We hung up. I placed the call and confused the operator with my 33 mg/dl and I’m still conscious and it’s me and not someone else. Paramedics showed up less than 5 minutes later and tramped into my living room with cases of equipment to find me watching late night TV, taking minuscule sips from my fourth juice box.

They offered IV dextrose and a trip in their shiny ambulance to the local ER. I asked them to wait with me for 15 minutes more and retest. We talked about what happened and then laughed at the informercial blaring from the corner.

55 mg/dl.

They stayed another 15 minutes and I admitted that there was no way I could put anything else in my stomach, so if my blood sugar went south or stayed that low, my veins were their playground.

73 mg/dl.

I felt like I won the lottery.

My boyfriend had called a coworker who was in our complex and had just gone off shift to come be with me for a while. She arrived, flirted with one of the paramedics, and hung out while I slowly drifted upwards to 104 mg/dl. We both slept in the living room.

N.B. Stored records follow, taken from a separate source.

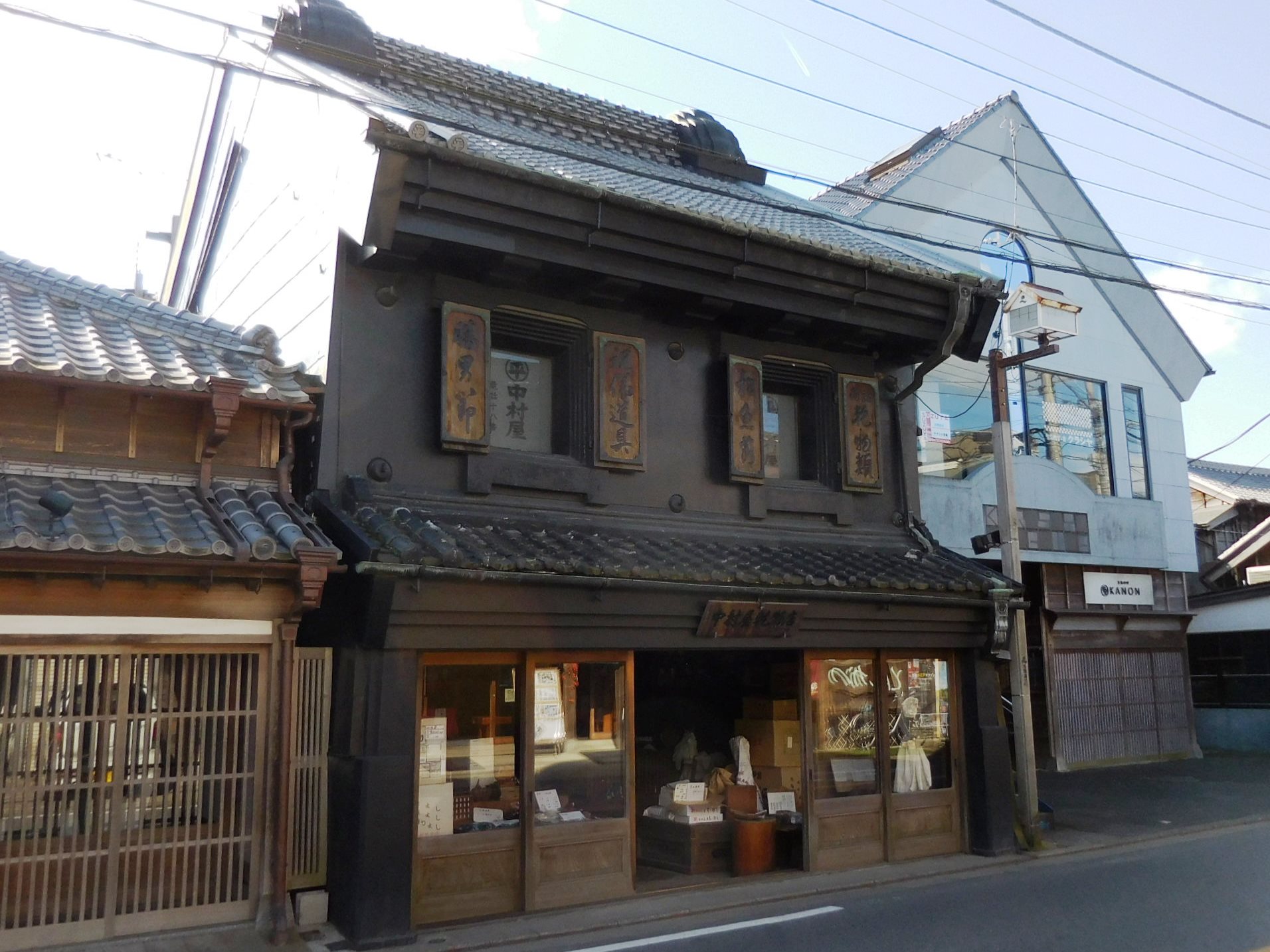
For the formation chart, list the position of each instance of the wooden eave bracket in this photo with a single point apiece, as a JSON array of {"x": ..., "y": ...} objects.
[
  {"x": 316, "y": 565},
  {"x": 227, "y": 396}
]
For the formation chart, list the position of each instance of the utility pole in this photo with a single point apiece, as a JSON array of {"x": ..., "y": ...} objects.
[{"x": 1011, "y": 565}]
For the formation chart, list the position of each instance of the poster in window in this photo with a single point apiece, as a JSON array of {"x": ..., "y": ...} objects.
[
  {"x": 746, "y": 410},
  {"x": 620, "y": 402},
  {"x": 464, "y": 374},
  {"x": 862, "y": 449}
]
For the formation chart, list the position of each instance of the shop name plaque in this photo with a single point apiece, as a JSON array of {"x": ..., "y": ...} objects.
[{"x": 751, "y": 620}]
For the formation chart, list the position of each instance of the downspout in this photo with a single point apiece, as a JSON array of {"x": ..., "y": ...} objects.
[{"x": 959, "y": 314}]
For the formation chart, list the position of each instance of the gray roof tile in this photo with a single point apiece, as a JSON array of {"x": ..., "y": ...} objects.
[
  {"x": 479, "y": 541},
  {"x": 56, "y": 325},
  {"x": 153, "y": 519}
]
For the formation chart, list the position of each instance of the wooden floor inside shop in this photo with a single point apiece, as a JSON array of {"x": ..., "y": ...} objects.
[{"x": 689, "y": 706}]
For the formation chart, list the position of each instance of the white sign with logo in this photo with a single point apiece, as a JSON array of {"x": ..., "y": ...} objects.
[
  {"x": 937, "y": 428},
  {"x": 1117, "y": 590}
]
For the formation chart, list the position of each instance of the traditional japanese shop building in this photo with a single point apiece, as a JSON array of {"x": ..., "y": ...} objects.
[
  {"x": 153, "y": 572},
  {"x": 616, "y": 442}
]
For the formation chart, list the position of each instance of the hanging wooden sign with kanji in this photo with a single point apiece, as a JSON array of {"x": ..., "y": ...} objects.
[{"x": 862, "y": 449}]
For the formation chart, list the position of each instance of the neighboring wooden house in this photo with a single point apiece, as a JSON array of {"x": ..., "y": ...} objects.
[
  {"x": 1099, "y": 449},
  {"x": 153, "y": 570},
  {"x": 612, "y": 442},
  {"x": 1229, "y": 637}
]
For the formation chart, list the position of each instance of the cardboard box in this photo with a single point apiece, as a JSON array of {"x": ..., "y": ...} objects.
[
  {"x": 772, "y": 777},
  {"x": 778, "y": 743},
  {"x": 765, "y": 708}
]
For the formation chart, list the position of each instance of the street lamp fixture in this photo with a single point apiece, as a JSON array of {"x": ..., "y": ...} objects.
[{"x": 1044, "y": 315}]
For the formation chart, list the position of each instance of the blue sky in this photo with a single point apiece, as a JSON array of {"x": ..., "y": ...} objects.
[{"x": 100, "y": 135}]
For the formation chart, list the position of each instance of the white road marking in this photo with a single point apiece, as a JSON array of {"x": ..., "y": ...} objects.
[{"x": 711, "y": 931}]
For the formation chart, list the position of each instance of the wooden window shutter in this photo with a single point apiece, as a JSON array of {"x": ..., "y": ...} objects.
[
  {"x": 746, "y": 417},
  {"x": 862, "y": 447},
  {"x": 465, "y": 346},
  {"x": 619, "y": 402}
]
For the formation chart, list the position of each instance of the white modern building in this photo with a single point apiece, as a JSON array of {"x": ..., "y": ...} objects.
[{"x": 1097, "y": 432}]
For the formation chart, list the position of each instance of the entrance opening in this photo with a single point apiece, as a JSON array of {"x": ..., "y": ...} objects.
[{"x": 689, "y": 706}]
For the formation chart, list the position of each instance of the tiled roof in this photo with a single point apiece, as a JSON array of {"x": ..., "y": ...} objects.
[
  {"x": 571, "y": 136},
  {"x": 56, "y": 325},
  {"x": 1231, "y": 483},
  {"x": 154, "y": 519},
  {"x": 854, "y": 195},
  {"x": 479, "y": 541}
]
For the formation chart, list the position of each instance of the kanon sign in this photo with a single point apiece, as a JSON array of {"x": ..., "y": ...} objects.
[{"x": 1115, "y": 590}]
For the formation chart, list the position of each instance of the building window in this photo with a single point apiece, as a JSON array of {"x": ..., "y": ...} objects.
[
  {"x": 1136, "y": 439},
  {"x": 799, "y": 434},
  {"x": 537, "y": 390},
  {"x": 1065, "y": 420}
]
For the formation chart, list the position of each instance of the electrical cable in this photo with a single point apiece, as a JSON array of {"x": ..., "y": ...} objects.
[
  {"x": 803, "y": 211},
  {"x": 1231, "y": 442},
  {"x": 1128, "y": 65},
  {"x": 1039, "y": 89}
]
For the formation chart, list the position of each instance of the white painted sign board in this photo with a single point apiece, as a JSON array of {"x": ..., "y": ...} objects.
[{"x": 1117, "y": 590}]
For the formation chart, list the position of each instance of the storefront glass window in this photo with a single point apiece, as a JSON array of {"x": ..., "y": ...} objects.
[
  {"x": 519, "y": 402},
  {"x": 1066, "y": 419},
  {"x": 917, "y": 716},
  {"x": 468, "y": 757},
  {"x": 844, "y": 701},
  {"x": 579, "y": 742}
]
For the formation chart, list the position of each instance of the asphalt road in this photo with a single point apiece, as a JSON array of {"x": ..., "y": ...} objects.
[{"x": 1208, "y": 893}]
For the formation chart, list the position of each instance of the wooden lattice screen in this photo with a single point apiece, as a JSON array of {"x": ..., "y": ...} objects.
[
  {"x": 130, "y": 791},
  {"x": 310, "y": 730}
]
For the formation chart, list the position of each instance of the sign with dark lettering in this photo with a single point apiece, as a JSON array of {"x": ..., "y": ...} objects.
[
  {"x": 620, "y": 402},
  {"x": 1117, "y": 590},
  {"x": 862, "y": 449},
  {"x": 746, "y": 409},
  {"x": 464, "y": 372},
  {"x": 751, "y": 620}
]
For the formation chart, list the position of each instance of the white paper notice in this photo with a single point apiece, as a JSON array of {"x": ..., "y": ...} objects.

I was diagnosed with severe delayed gastric emptying two weeks later. (I had other incidents after that, none as serious, where I would eat and go low after a high carb meal with a very slow response to treating glucose.) My stress levels were off the chart and the combination of my body rebelling from the stress and my diabetes manifested in this lovely lack of digestion. I was sent home with anti-emetics and some gastric motility drugs, wondering how I was going to live with this.

Happy to say that my stomach decided to work again after a while (and after the stress went away). But that 911 call is my reminder that no matter what, when you need help, pick up that phone as soon as possible.

Why do I tell you this story? Because I almost didn’t pick up the phone.

And no one would have been there to make that call for me.